Quem decide as infraestruturas em Portugal não é o Ministério das ditas. Quem manda é a Mota-Engil.
Não se admire se daqui a uns anos encontrar o nosso dinâmico ministro das Infraestruturas, Miguel Pinto Luz, num próspero lugar na Administração da Mota-Engil. É um velho hábito: Jorge Coelho, ministro do Equipamento Social de António Guterres, veio depois a ser administrador da Mota-Engil. O seu sucessor no Governo de Durão Barroso, Luís Valente de Oliveira, também lá passou, tal como Luís Parreirão ou Paulo Pereira Coelho, secretários de Estado do PS e do PSD. Da atual safra estão lá Paulo Portas e Francisco Seixas da Costa. A Mota-Engil gosta de recrutar na política. E a política gosta de agradar à Mota-Engil.
Só assim se percebe a complacência com que o Governo assiste à forma como a empresa, líder do consórcio vencedor da primeira fase do TGV Porto-Lisboa, se dedica agora a redesenhar o caderno de encargos que o Estado lhe atribuiu, alterando por completo a natureza do projeto. No fim de julho, foi assinado o contrato de concessão do primeiro troço da nova linha de alta velocidade, entre o Porto e Oiã, com o consórcio liderado pela Mota-Engil e que inclui também as construtoras Teixeira Duarte, Alves Ribeiro, Casais, Conduril e Gabriel Couto. Cabia-lhes avançar com os projetos finais, construir o troço contratado e fazer a gestão da infraestrutura durante os próximos 30 anos.
Ganho o contrato de mais de 1,6 mil milhões de euros, o consórcio dedica-se agora, não a cumpri-lo, mas a alterá-lo. Afinal, a estação de alta velocidade de Gaia já não fica no centro, em Santo Ovídio, onde seria servida por duas linhas de Metro com ligação direta às zonas central e ocidental do Porto. Ficará antes numa área de reserva agrícola e ecológica a dois quilómetros, em Vilar do Paraíso, onde não há Metro nem transportes públicos, e que obriga a expropriar 185 casas e 45 instalações industriais e empresariais. Afinal, a ponte rodoferroviária sobre o Douro passa a ser duas pontes, em vez de uma. Afinal, a nova estação de Campanhã, no Porto, prevista como um edifício em ponte sobre as linhas e plataformas da gare, passa a ser uma mera passagem superior pedonal.

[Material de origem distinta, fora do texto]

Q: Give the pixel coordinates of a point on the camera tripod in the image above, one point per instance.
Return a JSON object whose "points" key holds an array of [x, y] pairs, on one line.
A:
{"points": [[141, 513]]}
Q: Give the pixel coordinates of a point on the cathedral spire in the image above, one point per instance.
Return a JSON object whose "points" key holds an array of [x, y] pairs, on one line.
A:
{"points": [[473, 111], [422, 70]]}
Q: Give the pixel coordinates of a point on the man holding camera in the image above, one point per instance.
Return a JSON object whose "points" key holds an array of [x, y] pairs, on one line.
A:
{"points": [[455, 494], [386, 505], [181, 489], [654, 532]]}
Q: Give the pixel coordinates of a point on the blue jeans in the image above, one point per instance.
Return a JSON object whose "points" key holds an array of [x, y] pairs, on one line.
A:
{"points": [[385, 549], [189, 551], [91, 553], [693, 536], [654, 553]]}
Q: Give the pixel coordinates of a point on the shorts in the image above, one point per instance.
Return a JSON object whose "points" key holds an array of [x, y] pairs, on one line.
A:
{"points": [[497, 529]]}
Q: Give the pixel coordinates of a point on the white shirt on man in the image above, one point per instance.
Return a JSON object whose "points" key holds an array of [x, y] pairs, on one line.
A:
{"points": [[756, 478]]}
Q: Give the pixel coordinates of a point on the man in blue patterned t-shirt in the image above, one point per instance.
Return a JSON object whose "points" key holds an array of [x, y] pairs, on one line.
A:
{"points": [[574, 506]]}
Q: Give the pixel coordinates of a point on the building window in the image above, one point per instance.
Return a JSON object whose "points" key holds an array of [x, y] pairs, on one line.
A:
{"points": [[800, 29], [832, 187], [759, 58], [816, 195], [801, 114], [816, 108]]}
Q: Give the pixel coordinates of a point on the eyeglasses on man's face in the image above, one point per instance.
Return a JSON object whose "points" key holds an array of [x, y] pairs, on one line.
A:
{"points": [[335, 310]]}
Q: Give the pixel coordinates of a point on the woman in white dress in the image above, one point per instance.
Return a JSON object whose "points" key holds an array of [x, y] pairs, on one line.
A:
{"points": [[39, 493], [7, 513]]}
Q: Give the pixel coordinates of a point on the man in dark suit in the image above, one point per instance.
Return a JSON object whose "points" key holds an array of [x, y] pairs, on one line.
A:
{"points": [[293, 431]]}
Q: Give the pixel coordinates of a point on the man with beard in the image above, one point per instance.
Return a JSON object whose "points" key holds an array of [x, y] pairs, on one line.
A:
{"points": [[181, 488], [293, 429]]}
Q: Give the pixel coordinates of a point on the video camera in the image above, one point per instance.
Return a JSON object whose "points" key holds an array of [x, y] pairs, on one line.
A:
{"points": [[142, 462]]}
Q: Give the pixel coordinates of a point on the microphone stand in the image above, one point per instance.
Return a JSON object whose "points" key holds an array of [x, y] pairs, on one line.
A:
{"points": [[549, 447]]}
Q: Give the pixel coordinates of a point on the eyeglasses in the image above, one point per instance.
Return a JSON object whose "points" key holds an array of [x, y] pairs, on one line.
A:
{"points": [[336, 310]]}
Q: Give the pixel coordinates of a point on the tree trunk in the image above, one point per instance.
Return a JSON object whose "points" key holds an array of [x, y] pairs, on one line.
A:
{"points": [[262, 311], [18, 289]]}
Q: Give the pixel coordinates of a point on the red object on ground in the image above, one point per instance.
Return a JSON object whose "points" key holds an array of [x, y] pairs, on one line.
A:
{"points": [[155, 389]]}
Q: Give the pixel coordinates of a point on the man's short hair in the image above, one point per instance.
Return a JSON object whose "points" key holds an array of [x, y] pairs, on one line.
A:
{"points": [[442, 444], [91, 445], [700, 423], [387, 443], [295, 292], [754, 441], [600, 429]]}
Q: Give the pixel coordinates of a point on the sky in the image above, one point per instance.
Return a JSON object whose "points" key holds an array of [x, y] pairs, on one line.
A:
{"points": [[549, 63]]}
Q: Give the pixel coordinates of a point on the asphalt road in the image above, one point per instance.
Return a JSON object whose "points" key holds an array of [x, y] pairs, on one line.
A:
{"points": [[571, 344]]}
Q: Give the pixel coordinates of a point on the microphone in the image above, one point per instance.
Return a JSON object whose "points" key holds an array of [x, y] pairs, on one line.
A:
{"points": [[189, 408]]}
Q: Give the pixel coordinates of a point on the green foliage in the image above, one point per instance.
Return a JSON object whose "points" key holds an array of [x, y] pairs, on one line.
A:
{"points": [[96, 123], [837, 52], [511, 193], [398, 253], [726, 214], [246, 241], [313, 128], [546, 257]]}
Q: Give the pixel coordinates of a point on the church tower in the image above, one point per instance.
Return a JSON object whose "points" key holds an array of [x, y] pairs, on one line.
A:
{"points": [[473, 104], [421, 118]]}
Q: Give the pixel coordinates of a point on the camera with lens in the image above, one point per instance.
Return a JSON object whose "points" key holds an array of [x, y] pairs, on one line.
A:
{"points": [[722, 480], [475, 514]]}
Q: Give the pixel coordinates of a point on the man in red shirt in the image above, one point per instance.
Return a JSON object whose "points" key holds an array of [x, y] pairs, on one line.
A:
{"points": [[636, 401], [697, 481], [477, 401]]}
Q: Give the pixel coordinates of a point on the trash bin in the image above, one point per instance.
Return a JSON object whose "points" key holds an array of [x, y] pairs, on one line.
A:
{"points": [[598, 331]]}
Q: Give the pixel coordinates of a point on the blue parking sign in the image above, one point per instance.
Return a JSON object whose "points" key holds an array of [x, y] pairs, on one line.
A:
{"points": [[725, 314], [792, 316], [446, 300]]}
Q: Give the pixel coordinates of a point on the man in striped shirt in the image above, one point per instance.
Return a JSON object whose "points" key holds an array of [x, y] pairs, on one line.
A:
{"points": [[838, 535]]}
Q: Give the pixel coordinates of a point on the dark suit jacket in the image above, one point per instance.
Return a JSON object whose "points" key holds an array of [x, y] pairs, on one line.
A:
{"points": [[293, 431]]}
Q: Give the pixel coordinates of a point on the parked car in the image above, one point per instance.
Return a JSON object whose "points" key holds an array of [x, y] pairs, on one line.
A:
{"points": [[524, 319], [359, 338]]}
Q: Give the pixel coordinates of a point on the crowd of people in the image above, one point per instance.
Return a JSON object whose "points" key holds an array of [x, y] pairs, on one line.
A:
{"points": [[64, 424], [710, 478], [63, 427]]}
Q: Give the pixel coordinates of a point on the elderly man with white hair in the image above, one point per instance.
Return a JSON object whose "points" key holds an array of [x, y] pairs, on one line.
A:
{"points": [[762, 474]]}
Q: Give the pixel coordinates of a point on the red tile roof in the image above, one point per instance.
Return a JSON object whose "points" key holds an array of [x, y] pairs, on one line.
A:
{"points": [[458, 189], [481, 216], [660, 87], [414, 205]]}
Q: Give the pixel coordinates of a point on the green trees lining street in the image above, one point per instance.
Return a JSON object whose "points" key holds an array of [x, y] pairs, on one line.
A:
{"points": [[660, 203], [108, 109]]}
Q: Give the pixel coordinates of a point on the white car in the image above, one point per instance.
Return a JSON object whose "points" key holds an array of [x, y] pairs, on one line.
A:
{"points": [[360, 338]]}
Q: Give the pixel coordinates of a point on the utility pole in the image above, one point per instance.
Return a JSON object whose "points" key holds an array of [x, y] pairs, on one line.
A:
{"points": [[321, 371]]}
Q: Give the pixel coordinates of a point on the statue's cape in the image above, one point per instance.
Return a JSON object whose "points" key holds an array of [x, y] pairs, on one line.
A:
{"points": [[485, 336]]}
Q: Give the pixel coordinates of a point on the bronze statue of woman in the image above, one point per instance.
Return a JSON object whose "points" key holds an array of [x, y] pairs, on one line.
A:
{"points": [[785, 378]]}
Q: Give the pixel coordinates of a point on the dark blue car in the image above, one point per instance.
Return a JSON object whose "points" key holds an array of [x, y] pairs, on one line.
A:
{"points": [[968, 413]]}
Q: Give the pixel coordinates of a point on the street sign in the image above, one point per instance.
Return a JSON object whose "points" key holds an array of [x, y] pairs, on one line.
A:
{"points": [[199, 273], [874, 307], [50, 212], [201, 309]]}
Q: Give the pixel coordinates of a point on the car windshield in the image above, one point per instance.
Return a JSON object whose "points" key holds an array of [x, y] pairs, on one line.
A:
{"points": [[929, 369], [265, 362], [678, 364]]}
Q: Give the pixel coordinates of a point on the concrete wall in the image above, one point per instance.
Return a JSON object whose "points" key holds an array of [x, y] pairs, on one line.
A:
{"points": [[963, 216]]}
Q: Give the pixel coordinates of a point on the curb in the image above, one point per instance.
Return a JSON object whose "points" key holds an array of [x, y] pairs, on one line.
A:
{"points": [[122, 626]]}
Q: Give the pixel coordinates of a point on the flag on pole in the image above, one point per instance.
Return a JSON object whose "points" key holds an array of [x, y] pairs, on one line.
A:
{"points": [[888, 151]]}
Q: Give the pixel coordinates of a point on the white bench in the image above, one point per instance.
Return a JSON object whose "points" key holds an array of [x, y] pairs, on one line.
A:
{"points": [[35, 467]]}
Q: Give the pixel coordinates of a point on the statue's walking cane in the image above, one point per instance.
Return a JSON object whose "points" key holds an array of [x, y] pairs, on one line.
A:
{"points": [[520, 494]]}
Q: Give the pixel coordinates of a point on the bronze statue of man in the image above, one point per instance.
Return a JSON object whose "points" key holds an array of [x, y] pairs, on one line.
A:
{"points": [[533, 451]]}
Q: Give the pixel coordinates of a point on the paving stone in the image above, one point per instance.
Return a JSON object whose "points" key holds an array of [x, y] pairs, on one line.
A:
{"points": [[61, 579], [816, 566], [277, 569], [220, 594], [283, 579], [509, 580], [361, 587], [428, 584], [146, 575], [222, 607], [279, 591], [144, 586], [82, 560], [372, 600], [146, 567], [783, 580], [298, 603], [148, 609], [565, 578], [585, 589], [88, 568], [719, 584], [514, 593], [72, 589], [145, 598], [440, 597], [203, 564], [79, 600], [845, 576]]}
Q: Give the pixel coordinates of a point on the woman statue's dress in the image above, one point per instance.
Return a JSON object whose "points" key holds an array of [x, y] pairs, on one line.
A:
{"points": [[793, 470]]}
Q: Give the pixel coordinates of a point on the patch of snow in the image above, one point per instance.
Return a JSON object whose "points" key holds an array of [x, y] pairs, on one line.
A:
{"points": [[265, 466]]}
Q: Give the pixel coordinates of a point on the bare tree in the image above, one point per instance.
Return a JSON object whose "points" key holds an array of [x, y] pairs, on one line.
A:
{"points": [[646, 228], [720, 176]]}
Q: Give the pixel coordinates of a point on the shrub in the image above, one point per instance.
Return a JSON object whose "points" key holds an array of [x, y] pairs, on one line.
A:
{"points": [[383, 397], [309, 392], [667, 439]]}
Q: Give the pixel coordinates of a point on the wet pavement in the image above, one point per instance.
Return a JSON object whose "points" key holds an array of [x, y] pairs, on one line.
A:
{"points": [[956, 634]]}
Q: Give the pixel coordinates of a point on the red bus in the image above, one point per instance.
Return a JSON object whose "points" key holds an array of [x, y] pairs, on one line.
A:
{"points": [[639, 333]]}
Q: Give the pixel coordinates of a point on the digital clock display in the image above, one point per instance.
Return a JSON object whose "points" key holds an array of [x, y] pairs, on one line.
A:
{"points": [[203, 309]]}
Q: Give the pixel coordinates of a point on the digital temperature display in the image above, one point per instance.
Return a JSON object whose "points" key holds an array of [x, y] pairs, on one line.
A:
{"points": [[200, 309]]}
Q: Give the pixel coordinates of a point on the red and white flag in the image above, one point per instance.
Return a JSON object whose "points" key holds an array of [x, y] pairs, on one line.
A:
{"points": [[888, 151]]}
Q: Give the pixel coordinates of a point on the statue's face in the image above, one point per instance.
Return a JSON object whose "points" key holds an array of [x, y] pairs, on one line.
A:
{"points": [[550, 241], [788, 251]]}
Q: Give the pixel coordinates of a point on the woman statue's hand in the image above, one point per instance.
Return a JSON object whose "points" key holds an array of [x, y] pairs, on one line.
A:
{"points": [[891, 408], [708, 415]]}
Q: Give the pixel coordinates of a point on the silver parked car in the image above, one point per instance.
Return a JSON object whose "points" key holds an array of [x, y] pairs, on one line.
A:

A lógica é simples: depois de apresentar a única proposta considerada válida no concurso, e de se ter queixado do preço baixo, a Mota-Engil trata olimpicamente de reescrever o caderno de encargos. Contratada para construir uma vivenda, anuncia que vai fazer uma casota de cão. Sai-lhe mais barato. Manda quem pode, obedece quem deve.
É verdade que o ministro Pinto Luz prometeu há dias, numa resposta ao Parlamento, que “qualquer alteração só poderá ser adotada se demonstrar vantagens para o interesse público” e passar na avaliação jurídica, financeira e ambiental. Mas a própria IP, numa apresentação pública do projeto, na semana passada, já se mostrava claramente enamorada pelos méritos da nova proposta. Pode o leitor apostar 1.661 milhões de euros em como o Governo vai fazer a vontade à Mota-Engil. Mesmo contra as opiniões dos peritos, que apontam o absurdo de mudar a estação de Gaia, lá se encontrarão as razões técnicas e jurídicas para obedecer ao concessionário. Depois de permitir que, desde julho, o consórcio se entretivesse a redesenhar o projeto, em vez de implementá-lo, não duvido que a urgência de não deixar derrapar prazos seja invocada como razão para fazer tábua rasa do caderno de encargos.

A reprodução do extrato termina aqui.